Step 2. Let $M$ be smooth manifold with atlas $\{\ (U_{\alpha}, \phi_{\alpha}) \}$, $N$ be smooth manifold with atlas $\{\ (V_{\beta}, \psi_{\beta}) \}$. Then

A function $f: M \to N$ is $C^{\infty}$ if $f$ is continuous and, for all $\alpha$ and $\beta$, the function $\psi_\beta \circ f \circ \phi_\alpha^{-1}: \phi_\alpha(U_\alpha \cap f^{-1}(V_\beta)) \to \psi_\beta({V_\beta})$ is $C^{\infty}$.

Note that $\phi_\alpha(U_\alpha \cap f^{-1}(V_\beta))$ is an open set in $\Bbb R^n$ and $\psi_\beta({V_\beta})$ is an open set in $\Bbb R^k$ (for some $k$, dimension of $N$), so it is clear what means $\psi_\beta \circ f \circ \phi_\alpha^{-1}: \phi_\alpha(U_\alpha \cap f^{-1}(V_\beta)) \to \psi_\beta({V_\beta})$ to be $C^{\infty}$.

Note also that, if $U_\alpha \cap f^{-1}(V_\beta) = \emptyset$, then $\phi_\alpha(U_\alpha \cap f^{-1}(V_\beta))= \emptyset$ and $\psi_\beta \circ f \circ \phi_\alpha^{-1}: \phi_\alpha(U_\alpha \cap f^{-1}(V_\beta)) \to \psi_\beta({V_\beta})$ is trivially $C^{\infty}$.

Step 3. The space $\Bbb R^n$ is smooth manifold with the standard (trivial) atlas $\{(\Bbb R^n, id_{\Bbb R^n} )\}$. So, by Step 1, if $W$ is an open set in $\Bbb R^n$, $W$ is a smooth manifold with atlas $\{(W, id_{W} )\}$.

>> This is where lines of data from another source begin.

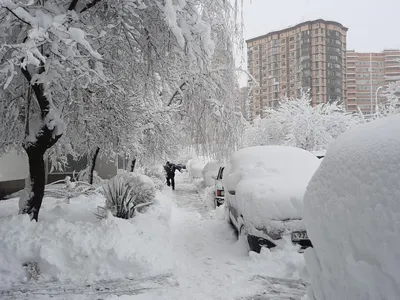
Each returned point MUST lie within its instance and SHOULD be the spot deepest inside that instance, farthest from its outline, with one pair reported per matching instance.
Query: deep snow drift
(179, 249)
(352, 215)
(71, 244)
(272, 180)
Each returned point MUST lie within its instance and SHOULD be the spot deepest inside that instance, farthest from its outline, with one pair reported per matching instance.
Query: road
(212, 264)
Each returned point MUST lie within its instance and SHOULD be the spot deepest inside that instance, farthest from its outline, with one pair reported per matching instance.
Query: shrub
(157, 175)
(127, 193)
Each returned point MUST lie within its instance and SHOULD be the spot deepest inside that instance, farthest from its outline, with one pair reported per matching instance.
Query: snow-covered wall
(13, 166)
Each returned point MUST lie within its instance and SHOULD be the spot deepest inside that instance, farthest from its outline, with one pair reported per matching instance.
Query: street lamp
(376, 99)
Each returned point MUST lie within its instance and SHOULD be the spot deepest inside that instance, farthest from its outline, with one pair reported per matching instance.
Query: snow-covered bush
(351, 210)
(195, 167)
(84, 174)
(210, 169)
(127, 193)
(299, 124)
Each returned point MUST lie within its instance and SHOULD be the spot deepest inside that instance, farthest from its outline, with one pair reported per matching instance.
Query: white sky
(373, 24)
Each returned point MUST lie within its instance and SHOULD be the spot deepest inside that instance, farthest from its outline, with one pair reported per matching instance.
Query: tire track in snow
(98, 290)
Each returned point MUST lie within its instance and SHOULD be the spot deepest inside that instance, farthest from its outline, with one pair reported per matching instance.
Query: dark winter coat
(170, 170)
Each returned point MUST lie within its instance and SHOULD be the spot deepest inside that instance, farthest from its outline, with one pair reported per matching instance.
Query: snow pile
(195, 167)
(287, 262)
(352, 214)
(269, 181)
(209, 170)
(71, 244)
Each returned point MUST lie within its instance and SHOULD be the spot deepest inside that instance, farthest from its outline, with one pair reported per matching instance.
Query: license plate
(299, 236)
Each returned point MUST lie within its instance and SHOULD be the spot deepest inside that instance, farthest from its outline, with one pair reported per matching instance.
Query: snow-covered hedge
(210, 169)
(127, 192)
(352, 215)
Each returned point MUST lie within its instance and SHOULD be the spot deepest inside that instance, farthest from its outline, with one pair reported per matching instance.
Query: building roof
(296, 26)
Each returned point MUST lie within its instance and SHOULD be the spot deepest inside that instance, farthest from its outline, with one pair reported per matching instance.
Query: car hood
(275, 229)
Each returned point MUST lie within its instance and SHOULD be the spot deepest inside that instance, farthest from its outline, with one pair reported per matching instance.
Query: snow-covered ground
(180, 249)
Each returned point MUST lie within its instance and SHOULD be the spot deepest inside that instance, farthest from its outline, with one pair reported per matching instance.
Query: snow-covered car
(180, 167)
(219, 192)
(319, 153)
(264, 188)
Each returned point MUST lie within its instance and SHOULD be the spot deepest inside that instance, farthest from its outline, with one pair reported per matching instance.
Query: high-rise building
(367, 74)
(244, 105)
(310, 55)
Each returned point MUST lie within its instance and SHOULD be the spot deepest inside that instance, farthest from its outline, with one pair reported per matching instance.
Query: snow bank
(272, 181)
(210, 169)
(352, 214)
(70, 244)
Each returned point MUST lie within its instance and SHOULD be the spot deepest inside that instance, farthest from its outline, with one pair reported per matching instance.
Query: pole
(370, 79)
(376, 98)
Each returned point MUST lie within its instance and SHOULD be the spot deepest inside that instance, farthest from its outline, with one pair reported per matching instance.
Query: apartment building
(367, 74)
(310, 55)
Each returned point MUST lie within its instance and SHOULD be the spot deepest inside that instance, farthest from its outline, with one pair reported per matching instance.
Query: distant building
(14, 169)
(244, 103)
(366, 74)
(309, 55)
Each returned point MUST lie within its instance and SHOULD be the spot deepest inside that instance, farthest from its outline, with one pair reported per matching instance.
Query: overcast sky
(373, 24)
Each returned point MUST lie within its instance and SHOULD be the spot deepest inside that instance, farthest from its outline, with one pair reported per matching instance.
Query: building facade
(367, 74)
(310, 55)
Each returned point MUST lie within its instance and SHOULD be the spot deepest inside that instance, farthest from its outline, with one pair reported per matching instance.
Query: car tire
(242, 234)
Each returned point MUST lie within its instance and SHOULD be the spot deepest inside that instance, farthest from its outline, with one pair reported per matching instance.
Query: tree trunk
(46, 170)
(93, 165)
(45, 139)
(37, 182)
(133, 164)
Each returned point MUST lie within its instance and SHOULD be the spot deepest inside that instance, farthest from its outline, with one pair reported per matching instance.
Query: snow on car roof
(352, 214)
(270, 181)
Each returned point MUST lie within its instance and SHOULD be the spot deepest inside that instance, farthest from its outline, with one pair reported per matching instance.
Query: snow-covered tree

So, in Step 2, if $V$ is an open set of $\Bbb R^k$ and $N= V$, we can simplify the definition of $f$ being $C^{\infty}$.

In fact, let $M$ be smooth manifold with atlas $\{\ (U_{\alpha}, \phi_{\alpha}) \}$, then

A function $f: M \to V$ is $C^{\infty}$ if $f$ is continuous and, for all $\alpha$, $ f \circ \phi_\alpha^{-1}: \phi_\alpha({U_\alpha} \cap f^{-1}(V)) \to V $ is $C^{\infty}$.

and

A function $g: V \to M$ is $C^{\infty}$ if $g$ is continuous and, for all $\alpha$, $\phi_\alpha \circ g : V \cap g^{-1}(U_\alpha) \to \phi_\alpha(U_\alpha)$ is $C^{\infty}$.

Step 4. We want to prove that,

for each $(U, \phi) \in A$, $\phi : U \subset M \to \phi(U) \subset \mathbb{R}^n$ is a $C^{\infty}$-diffeomorphism.

It means $\phi$ is bijective and $\phi$ and $\phi^{-1}$ are $C^{\infty}$-functions. The proof that $phi$ is trivial from the fact that $(U, \phi)$ is a chart.

Now, to prove that $\phi : U \to \phi(U) \subset \mathbb{R}^n$ is a $C^{\infty}$, we must consider U as smooth manifold (by Step1) and, since $\phi(U)$ is an open set in $\Bbb R^n$ and $\phi^{-1}(\phi(U))=U$, then by Step 3, it is enough to prove that , for all $\alpha$, $\phi \circ \phi_\alpha^{-1} : \phi_\alpha(U_\alpha \cap U) \to \phi(U) \subset \mathbb{R}^n$ is $C^{\infty}$. If $U_\alpha \cap U =\emptyset$, it is trivially true that $\phi \circ \phi_\alpha^{-1}$ is $C^{\infty}$. If $U_\alpha \cap U \neq \emptyset$, it is a trivial consequence of the charts $(U,\phi)$ and $(U_\alpha,\phi_\alpha)$ being $C^{\infty}$-related.

Now, to prove that $\phi^{-1} : \phi(U) \subset \mathbb{R}^n \to U$ is a $C^{\infty}$, is similar. We must consider U as smooth manifold (by Step1) and, since $\phi(U)$ is an open set in $\Bbb R^n$ and, for any $\alpha$, $(\phi^{-1})^{-1}(U_\alpha)=(\phi^{-1})^{-1}(U \cap U_\alpha)=\phi(U \cap U_\alpha)$, by Step 3, it is enough to prove that , for all $\alpha$, $\phi_\alpha\circ \phi^{-1} : \phi(U \cap U_\alpha) \to \phi_\alpha(U_\alpha)$ is $C^{\infty}$. If $U\cap U_\alpha =\emptyset$, it is trivially true that $\phi_\alpha \circ \phi^{-1}$ is $C^{\infty}$. If $U\cap U_\alpha \neq \emptyset$, it is a trivial consequence of the charts $(U_\alpha,\phi_\alpha)$ and $(U,\phi)$ are $C^{\infty}$-related.